Ogni cosa, ogni frutto ha il suo tempo. 

Ogni tuo pensiero è un seme   che s’impianta nel terreno. 
A volte, però, non abbiamo costanza per intraprendere un raccolto. 
C’è una vita parallela, noi siamo dei giardinieri, coltiviamo sogni.
C’è chi semina, poi annaffia, giorno per giorno, con amore. 
C’è chi crede che sia solo questione di fortuna: ” si, forse crescerà….”. 
C’è chi si vede portar via tutto il raccolto da una grandinata. Certo, si, deve essere sconvolgente, in un secondo ti crolla il mondo addosso, eppur ho visto persone ricominciare da capo.
Poi, c’è chi non hai mai seminato, convinto di  non esserne capace. 
Ma provare non costa nulla, solo che se lo fai devi farlo con amore. Altrimenti lascia stare. 
Ci sono sogni che cresceranno come grandi, grandi querce. Nemmeno te ne accorgerai, magari un giorno ti sdraierai ai suoi piedi, all’ombra, e godrai della pace. La pace interiore. 
 
Stefano 
 

CROSTATA CON CREMA AL PISTACCHIO


PER LA FROLLA


400g farina 00


230g burro 


150g zucchero a velo 

 

60g uova intere ( 80g tuorlo, in alternativa)
scorza di 1/2 lime
Setaccia la farina e metti da parte.
Lavora il burro, che deve essere ad una temperatura di circa 13°, con lo zucchero a velo, fino a quando non sarà totalmente assorbito.
Aggiungi le uova, lentamente, poi la farina.
Lavora fino a ottenere una massa liscia, ma non elastica.
Appiattisci il panetto e ponilo in frigorifero per almeno un ora.
Nel frattempo dedicati alla crema, ti serviranno:
300g latte intero
60g tuorlo
30g amido di mais (o riso)
60g zucchero
30g pasta di pistacchio
1,5g sale fino
Sciogli lo zucchero nel tuorlo, velocemente, altrimenti lo zucchero potrebbe “bruciare” il tuorlo provocando dei sgradevoli grumi gialli nella crema.
Aggiungi anche l’amido ben setacciato, e mescola con una frusta in modo da rompere eventuali grumi.
Porta il latte a circa 90°C e versane una piccola parte sul composto di tuorlo.

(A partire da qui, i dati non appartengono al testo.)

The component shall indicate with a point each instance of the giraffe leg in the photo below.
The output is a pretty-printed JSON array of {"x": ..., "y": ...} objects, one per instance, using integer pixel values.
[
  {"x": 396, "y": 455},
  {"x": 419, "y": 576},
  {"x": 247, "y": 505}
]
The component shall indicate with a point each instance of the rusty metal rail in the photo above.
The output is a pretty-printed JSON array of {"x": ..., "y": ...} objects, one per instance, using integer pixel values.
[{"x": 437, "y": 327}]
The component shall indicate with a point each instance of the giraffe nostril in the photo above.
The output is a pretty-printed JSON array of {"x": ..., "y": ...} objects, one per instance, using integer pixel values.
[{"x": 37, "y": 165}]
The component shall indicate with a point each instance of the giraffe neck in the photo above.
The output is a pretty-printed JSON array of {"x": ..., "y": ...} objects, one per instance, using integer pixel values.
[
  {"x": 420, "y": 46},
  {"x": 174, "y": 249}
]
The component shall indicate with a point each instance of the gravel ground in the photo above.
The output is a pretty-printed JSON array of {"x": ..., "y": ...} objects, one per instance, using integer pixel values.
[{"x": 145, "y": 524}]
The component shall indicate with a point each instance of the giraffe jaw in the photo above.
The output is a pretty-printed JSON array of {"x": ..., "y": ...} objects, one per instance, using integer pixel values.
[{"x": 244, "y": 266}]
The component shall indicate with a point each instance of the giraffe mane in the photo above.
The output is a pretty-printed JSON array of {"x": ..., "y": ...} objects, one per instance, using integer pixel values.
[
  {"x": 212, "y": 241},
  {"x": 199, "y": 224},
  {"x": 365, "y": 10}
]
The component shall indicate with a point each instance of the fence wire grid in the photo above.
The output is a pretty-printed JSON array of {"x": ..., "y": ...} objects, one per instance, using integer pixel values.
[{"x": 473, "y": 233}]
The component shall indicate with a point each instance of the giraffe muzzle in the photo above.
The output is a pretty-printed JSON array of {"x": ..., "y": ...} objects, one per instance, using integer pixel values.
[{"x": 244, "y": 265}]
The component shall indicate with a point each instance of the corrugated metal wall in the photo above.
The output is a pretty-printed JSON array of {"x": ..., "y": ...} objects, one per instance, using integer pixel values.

Passa tutto al setaccio, poi riponi tutto sul fuoco e cuoci fino a ottenere una crema liscia e densa.
Una volta pronta, versala su di una pirofila e continua a mescolare fino a raffreddarla.
Aggiungi la pasta di pistacchio e il sale.
Quando la crema sarà pronta passala nuovamente al setaccio.
Estrai la frolla dal frigo, rimpastala brevemente e stendila ad uno strato di circa 1cm, poi adagiala su di uno stampo e cuoci a 180°C per circa 25 minuti. Sarebbe meglio se appoggiassi della carta da forno coperta con fagioli secchi sulla frolla mentre la cuoci.
Quando la frolla sarà pronta, versa la crema di pistacchio.

 

 


Crostata frangipane









E’ tutta questione di quello che pensi di essere. 
Se pensi di non essere all’altezza, ecco che presto si realizzerà.
Quante a volte avrai sentito questi frasi: ” il segreto è nel pensiero…” 
Si, ma, nella pratica, come si fa ad applicare questo grande e magico segreto? 
E’ sempre la stessa storia, ci provo e ci riprovo ma non succede mai niente. E’ colpa mia o del destino? 
In realtà, se hai intenzione di coltivare dei fiori, devi si impiantare i semi, ma non basta. Inoltre, se sei impaziente, finirai con il  scoperchiare, giorno per giorni, pugni di terra per vedere se stanno crescendo.
Ecco, quindi, dapprima si impiantano i semi, poi si copre tutto, poi si annaffia, poi, una mattina aprirai la finestra, e senza rendertene conto vedrai dei fiori coloratissimi.
Cosi funzionano anche i desideri.
Esprimi un desiderio, poi irradialo con la sensazione d’amore. Poi dimenticatene. Un giorno ti farà visita. 

Le cose belle accadono. 
Credici! 




CROSTATA FRANGIPANE


PER LA FROLLA
400g farina 00
230g burro 
150g zucchero a velo 
60g uova intere 
scorza grattugiata di 1/2 lime
Per la crema frangipane
150g farina di mandorle
130g uova intere 
130g burro 
120g zucchero semolato
In un recipiente, lavora a mano il burro con lo zucchero a velo. Fa’ in modo che lo zucchero venga completamente assorbito, poi aggiungi le uova, lentamente. 
Per ultima, la farina ben setacciata. Quando la massa sarà liscia, appiattisci il panetto e ponilo in frigorifero coperto con carta da forno.
Mentre la frolla si stabilizza in frigorifero, dedicati alla crema frangipane. 
Lavora il burro a pomata con lo zucchero, poi fai assorbire le uova, lentamente. Infine versa anche la farina di mandorle. 
Ora, riprendi la frolla, spezzala e rimpastala brevemente, poi stendila allo spessore di cirica 0,8 cm e adagiala su di una tortiera dal diametro di 20 cm.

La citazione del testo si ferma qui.